Perugia a Pordenone per vincere Oddo torna alla difesa a quattro 

Perugia a Pordenone per vincere Oddo torna alla difesa a quattro 

Perugia a Pordenone per vincere Oddo torna alla difesa a quattro

da Elio Clero Bertoldi
PERUGIA – Conquistare Pordenone. Che ha gli stessi punti del Perugia (19), ma che vanta una migliore differenza reti. Battere la squadra friulana permetterebbe ai biancorossi di mantenersi nelle zone più alte e continuare a sognare. Bisogna, insomma, imporre a Tesser ed ai suoi uomini una Signoria umbra. Cosa non nuova, d’altronde. Almeno, se non nel calcio, nella storia. Per trenta anni Venezia concesse la signoria della città (1508) a Bartolomeo d’Alviano (nato a Todi e marito di Pentesilea Baglioni di Perugia, sorella del condottiero Gianpaolo) ed ai suoi eredi che la mantennero fino al 1537.
Bartolomeo infatti la conquistò strappandola (al suo fianco figuravano pure il capitano di fanteria Zitolo da Perugia e molti soldati perugini) all’imperatore Massimiliano d’Asburgo e, perdutala, la rioccupò di nuovo.

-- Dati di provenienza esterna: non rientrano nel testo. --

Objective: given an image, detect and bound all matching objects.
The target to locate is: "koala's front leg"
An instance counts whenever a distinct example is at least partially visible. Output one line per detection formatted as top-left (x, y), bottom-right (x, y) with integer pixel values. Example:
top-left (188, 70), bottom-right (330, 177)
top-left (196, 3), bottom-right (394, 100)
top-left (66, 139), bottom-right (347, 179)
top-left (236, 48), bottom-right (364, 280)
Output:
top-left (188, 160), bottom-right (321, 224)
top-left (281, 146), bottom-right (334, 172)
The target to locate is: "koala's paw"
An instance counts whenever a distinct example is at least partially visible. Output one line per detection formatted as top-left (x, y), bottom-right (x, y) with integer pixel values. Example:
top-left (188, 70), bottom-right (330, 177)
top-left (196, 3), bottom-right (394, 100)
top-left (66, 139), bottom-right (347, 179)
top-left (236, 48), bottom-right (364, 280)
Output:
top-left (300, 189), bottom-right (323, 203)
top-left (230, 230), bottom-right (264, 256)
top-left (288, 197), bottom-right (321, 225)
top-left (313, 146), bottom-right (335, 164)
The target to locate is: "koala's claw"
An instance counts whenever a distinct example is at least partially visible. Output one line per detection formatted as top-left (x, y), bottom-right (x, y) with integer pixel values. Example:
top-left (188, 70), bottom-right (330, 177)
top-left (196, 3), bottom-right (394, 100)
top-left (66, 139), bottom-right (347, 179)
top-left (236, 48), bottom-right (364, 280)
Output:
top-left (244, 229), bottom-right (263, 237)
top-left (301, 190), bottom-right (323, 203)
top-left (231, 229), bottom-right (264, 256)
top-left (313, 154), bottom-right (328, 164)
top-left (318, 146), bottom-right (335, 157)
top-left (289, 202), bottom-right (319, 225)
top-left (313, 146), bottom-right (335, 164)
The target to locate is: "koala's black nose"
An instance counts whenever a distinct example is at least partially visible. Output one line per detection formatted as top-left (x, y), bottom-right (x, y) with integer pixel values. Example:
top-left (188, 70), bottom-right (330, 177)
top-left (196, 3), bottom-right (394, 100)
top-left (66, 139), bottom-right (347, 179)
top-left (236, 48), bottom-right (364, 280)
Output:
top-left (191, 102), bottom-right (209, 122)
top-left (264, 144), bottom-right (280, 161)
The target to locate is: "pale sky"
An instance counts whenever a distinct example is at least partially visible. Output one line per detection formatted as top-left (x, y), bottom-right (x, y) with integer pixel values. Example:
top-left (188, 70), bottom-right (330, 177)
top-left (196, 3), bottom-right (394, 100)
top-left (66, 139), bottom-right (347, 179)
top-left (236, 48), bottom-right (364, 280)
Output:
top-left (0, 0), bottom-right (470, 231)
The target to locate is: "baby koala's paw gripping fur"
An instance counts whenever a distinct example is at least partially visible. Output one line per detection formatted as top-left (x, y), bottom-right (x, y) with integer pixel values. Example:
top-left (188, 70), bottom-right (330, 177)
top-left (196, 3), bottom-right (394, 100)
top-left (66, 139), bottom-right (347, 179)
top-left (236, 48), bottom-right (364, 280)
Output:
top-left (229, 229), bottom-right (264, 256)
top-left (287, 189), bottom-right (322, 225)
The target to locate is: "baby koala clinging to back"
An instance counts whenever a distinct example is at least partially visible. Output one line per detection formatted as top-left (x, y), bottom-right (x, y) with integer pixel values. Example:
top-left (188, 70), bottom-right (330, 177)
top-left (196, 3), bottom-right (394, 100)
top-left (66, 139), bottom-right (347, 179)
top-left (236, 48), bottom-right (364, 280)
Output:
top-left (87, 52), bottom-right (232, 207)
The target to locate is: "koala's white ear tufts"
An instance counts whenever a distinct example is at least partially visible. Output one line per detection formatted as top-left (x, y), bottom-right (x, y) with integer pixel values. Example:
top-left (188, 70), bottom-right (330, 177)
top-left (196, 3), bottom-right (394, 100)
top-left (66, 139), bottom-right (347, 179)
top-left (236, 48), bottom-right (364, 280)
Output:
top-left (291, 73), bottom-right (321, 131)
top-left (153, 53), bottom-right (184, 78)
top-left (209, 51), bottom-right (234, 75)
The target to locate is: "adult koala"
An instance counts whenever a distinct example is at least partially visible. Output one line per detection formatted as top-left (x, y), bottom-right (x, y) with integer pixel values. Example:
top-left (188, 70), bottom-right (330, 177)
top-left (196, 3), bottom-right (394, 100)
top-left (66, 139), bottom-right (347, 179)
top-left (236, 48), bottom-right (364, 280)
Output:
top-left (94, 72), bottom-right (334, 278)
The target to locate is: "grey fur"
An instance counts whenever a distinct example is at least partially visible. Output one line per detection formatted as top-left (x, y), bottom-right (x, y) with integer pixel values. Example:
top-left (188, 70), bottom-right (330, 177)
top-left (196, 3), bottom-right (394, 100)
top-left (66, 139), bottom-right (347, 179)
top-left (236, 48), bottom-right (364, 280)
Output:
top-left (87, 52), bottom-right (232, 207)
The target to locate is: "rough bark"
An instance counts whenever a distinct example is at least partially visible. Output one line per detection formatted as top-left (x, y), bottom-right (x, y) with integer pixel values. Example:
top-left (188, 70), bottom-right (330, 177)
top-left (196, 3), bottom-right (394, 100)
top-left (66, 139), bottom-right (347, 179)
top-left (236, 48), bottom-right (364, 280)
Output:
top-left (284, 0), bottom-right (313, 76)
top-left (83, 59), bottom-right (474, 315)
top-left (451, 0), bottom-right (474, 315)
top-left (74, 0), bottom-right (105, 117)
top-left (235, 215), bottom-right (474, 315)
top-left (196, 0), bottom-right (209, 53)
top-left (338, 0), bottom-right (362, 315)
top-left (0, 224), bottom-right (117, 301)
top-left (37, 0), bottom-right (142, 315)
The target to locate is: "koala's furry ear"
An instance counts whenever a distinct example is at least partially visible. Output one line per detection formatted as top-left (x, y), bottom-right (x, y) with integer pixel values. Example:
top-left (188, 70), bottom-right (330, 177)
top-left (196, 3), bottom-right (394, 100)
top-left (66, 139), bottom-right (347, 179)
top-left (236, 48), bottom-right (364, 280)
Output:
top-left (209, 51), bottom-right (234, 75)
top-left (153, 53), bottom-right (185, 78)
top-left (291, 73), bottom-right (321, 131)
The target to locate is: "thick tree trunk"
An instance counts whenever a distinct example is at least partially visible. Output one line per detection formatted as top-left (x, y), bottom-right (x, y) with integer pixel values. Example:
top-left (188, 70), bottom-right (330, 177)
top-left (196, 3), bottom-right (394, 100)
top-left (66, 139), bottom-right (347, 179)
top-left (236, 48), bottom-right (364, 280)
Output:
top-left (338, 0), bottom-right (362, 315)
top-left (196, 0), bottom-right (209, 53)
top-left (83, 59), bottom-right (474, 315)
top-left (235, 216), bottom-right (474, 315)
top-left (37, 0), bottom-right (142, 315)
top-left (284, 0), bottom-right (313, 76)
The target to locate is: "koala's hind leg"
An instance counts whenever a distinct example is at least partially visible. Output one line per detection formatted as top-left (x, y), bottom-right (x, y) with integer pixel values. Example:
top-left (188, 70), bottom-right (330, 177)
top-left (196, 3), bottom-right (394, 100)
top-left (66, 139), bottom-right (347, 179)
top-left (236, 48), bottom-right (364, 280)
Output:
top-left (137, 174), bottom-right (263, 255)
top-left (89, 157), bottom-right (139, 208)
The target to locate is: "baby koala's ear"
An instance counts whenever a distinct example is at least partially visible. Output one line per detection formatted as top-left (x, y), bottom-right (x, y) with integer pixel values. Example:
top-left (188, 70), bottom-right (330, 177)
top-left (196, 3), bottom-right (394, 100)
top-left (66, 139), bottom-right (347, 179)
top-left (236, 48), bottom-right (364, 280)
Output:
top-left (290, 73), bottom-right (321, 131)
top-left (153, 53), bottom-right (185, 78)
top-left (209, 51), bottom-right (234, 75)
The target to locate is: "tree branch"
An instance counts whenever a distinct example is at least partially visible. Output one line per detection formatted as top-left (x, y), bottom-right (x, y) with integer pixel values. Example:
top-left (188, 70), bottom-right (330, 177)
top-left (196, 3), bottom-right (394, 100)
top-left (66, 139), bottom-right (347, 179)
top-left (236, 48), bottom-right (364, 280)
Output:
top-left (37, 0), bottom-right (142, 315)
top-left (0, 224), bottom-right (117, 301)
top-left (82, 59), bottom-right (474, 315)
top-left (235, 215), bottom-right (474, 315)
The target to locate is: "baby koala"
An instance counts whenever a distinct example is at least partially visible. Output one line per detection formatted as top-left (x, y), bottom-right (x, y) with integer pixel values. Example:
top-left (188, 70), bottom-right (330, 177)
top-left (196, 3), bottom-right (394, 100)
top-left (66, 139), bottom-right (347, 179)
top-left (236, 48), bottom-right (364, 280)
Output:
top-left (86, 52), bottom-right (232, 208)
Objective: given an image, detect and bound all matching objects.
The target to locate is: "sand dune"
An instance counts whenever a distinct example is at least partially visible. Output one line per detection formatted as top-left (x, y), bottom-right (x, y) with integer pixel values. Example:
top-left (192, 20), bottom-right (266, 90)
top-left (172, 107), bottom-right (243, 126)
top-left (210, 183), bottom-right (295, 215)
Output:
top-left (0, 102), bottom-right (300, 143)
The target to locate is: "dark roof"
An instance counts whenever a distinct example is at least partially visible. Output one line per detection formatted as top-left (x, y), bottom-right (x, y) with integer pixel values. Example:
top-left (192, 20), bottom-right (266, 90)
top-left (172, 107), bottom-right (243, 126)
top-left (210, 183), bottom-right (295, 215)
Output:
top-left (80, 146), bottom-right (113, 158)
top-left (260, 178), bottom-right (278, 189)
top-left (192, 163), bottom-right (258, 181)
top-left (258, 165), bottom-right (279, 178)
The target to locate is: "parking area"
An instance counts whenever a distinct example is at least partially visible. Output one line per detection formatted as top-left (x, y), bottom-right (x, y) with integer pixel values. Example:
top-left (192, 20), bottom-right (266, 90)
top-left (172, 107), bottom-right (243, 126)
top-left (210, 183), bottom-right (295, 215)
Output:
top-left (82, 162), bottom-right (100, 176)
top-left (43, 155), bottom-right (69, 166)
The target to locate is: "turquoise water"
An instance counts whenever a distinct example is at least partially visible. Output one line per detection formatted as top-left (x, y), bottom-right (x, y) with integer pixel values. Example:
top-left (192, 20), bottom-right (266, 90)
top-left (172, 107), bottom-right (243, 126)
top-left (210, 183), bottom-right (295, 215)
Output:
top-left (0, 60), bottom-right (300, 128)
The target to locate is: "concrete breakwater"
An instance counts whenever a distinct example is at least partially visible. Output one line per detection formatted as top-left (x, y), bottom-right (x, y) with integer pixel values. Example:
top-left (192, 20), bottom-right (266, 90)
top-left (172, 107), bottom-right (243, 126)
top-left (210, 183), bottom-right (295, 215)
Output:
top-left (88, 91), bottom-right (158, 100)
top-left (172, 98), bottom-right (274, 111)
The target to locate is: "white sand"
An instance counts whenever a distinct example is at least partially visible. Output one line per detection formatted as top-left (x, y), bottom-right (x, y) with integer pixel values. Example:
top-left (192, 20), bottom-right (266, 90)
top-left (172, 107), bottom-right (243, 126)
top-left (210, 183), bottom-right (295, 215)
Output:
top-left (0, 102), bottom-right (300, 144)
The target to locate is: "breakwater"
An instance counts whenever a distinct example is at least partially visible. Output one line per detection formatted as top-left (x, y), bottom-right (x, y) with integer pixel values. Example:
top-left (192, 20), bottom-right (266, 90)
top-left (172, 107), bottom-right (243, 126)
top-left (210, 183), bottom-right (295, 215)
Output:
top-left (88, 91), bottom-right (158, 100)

I friulani furono soddisfatti della egemonia degli Alviano (detti anche Liviani) che la abbellirono e modernizzarono e fondarono persino una accademia culturale, denominata “del Noncello” (il fiume che attraversa la città) alla quale si iscrissero le menti migliori del tempo a cominciare dal Bembo. Oddo ci crede (“Andiamo per vincere”) indossa, dunque,i panni del condottiero e tenterà di portare a termine questo blitz.
La truppa, qualitativamente, dovrebbe essere e dimostrarsi più forte di quella dell’ex Tesser, partita tra l’altro senza tante ambizioni se non quella di mantenere la categoria appena conquistata. Certo mancano ancora ai grifoni un difensore del peso di Angella e un centrocampista con la grinta del guerriero, come Kouan, ma gli uomini per centrare alla grande l’impresa non mancano. E la sosta dovrebbe essere servita, quanto meno, a far riflettere l’allenatore (al quale non sono stato risparmiati i “consigli” pubblici della dirigenza, leggi Goretti, di tornare alla difesa a quattro) e a far maturare ed amalgamare ancora di più i sistemi di gioco ai calciatori.
Molto probabile che si torni alla difesa a quattro (con Rosi, Gyombér, Falasco e Di Chiara), che a centrocampo si punti su Carraro (garantisce maggior aiuto in fase di non possesso, ma ha giocato due gare piene in nazionale) con ai suoi fianchi Falzerano e Dragomir (o Nicolussi Caviglia). In attacco accanto a Iemmello (e chi può insidiargli il posto con quel bottino di 9 centri in 12 giornate?) dovrebbe toccare a Melchiorri, dicono le indiscrezioni, più che a Falcinelli o Capone. Alle spalle dell’artiglieria pesante, si muoverà Buonaiuto (o Nicolussi Caviglia, sebbene abbia caratteristiche diverse).
Pure stavolta la squadra, come era avvenuto per la trasferta di Crotone, salirà ad Udine con un volo charter. Oddo sostiene di non credere alla fortuna – sarebbe uno dei pochi nel calcio e, tra parentesi, l’anti-scaramanzia farebbe onore alla sua intelligenza – ma molti calciofili, ligi al detto “non ci credo, ma non mi costa nulla” invitano Falzerano a suonare di nuovo il pianoforte, sistemato nello spazio pubblico, nella zona di transito dello scalo di Sant’Egidio.
Per cui: “Suonalo ancora, Fal…”
Probabile formazione
Serie B, Pordenone-Perugia: le probabili formazioni e dove seguire in diretta la gara del ‘Friuli’
PORDENONE (4-3-1-2): Di Gregorio; Almici, Vogliacco, Camporese, De Agostini; Gavazzi, Pobega, Misuraca; Chisretti; Ciurria; Strizzolo. All. Tesser.
PERUGIA (4-3-1-2): Vicario; Rosi, Gyombér, Falasco, Di Chiara; Falzerano, Carraro, Dragomir; Buonaiuto; Iemmello, Melchiorri. All.: Oddo.